Erdogan foi em frente e acabou expulso do programa do F-35, com os primeiros quatro caças prontos sendo deixados na fábrica nos EUA, e chegou a prometer mais cooperação com Moscou. A guerra trouxe novas oportunidades, já que inicialmente Ancara se opôs à entrada na Otan da Suécia e da Finlândia, alegando que os países abrigam opositores considerados terroristas pelos turcos.

A questão finlandesa foi resolvida neste mês, mas a sueca está ainda em aberto, provavelmente com solução até a próxima cúpula da Otan, em julho. O governo de Joe Biden já ofereceu um aperitivo, aprovando um pacote de modernização dos 260 F-16 americanos operados pela Turquia.

É a terceira maior frota do modelo do mundo, atrás de EUA e Israel, e iria ser substituída pelo F-35. Agora, o TF-X em tese deveria ter esse papel, mas o projeto se arrasta mais lentamente, desde 2013.

Já o Hürjet tem como mercado potencial, além de eventuais compradores externos, o conjunto de 174 aviões de treinamento da Turquia, a maior parte antigos T-38 Talon, da americana Northrop, desenhados nos anos 1950.

Tudo isso depende de dinheiro, mas mostra uma disposição que já se via no campo dos drones, os aviões-robôs não tripulados. A fabricante Baykar tornou-se uma estrela no mercado, com seu modelo de ataque e vigilância movido a hélice Bayraktar-TB2 sendo o destaque da curta guerra entre azeris e armênios em 2020.

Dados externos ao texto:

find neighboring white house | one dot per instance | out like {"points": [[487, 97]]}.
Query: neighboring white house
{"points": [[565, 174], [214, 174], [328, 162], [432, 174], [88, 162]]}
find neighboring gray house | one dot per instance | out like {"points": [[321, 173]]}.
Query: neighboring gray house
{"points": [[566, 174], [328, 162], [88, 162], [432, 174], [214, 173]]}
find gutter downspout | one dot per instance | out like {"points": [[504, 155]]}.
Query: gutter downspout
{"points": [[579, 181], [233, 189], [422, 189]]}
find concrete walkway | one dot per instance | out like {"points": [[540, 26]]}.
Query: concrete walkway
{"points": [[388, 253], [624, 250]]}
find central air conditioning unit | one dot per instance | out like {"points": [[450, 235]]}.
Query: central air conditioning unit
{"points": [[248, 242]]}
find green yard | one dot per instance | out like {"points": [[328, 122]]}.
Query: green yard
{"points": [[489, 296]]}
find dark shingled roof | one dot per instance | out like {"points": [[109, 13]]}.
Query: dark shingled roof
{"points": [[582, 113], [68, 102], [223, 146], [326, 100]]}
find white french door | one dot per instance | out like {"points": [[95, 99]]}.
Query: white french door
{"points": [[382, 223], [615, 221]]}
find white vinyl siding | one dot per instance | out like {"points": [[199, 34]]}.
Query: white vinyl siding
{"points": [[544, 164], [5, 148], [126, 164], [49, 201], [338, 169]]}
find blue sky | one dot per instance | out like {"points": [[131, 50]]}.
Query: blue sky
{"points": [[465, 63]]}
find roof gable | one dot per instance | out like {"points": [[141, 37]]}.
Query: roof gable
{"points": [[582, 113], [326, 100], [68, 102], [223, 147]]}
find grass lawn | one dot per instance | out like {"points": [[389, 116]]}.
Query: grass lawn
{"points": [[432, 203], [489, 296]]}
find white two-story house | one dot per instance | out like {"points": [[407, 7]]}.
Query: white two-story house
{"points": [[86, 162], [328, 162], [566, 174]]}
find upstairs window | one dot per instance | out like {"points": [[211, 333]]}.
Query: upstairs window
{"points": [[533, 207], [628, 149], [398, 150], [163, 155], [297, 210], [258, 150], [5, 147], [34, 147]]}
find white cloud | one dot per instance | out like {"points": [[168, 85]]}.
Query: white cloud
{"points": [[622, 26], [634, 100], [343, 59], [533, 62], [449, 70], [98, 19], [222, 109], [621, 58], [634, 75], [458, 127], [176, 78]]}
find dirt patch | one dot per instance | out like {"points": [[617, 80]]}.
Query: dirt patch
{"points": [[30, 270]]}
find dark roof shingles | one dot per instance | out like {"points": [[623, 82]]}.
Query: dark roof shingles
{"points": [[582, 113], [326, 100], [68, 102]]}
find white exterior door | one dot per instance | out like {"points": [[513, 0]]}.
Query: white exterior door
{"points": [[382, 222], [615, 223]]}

Na Ucrânia, a grande quantidade do modelo à disposição de Kiev fez diferença no começo do conflito, mas novas táticas russas anularam a vantagem.

No fim de 2022, deu outro salto, com o primeiro voo do drone furtivo a jato Kizilelma, que surpreendeu alguns analistas por ter a configuração de um caça de ataque avançado. Novamente, não se sabe se Ancara terá pernas financeiras para manter o ritmo, mas a ambição é grande.

Há duas semanas, na feira militar LAAD 2023 no Rio, empresas turcas eram das mais chamativas nos estandes no Riocentro, com delegações latino-americanas prospectando de drones a fuzis.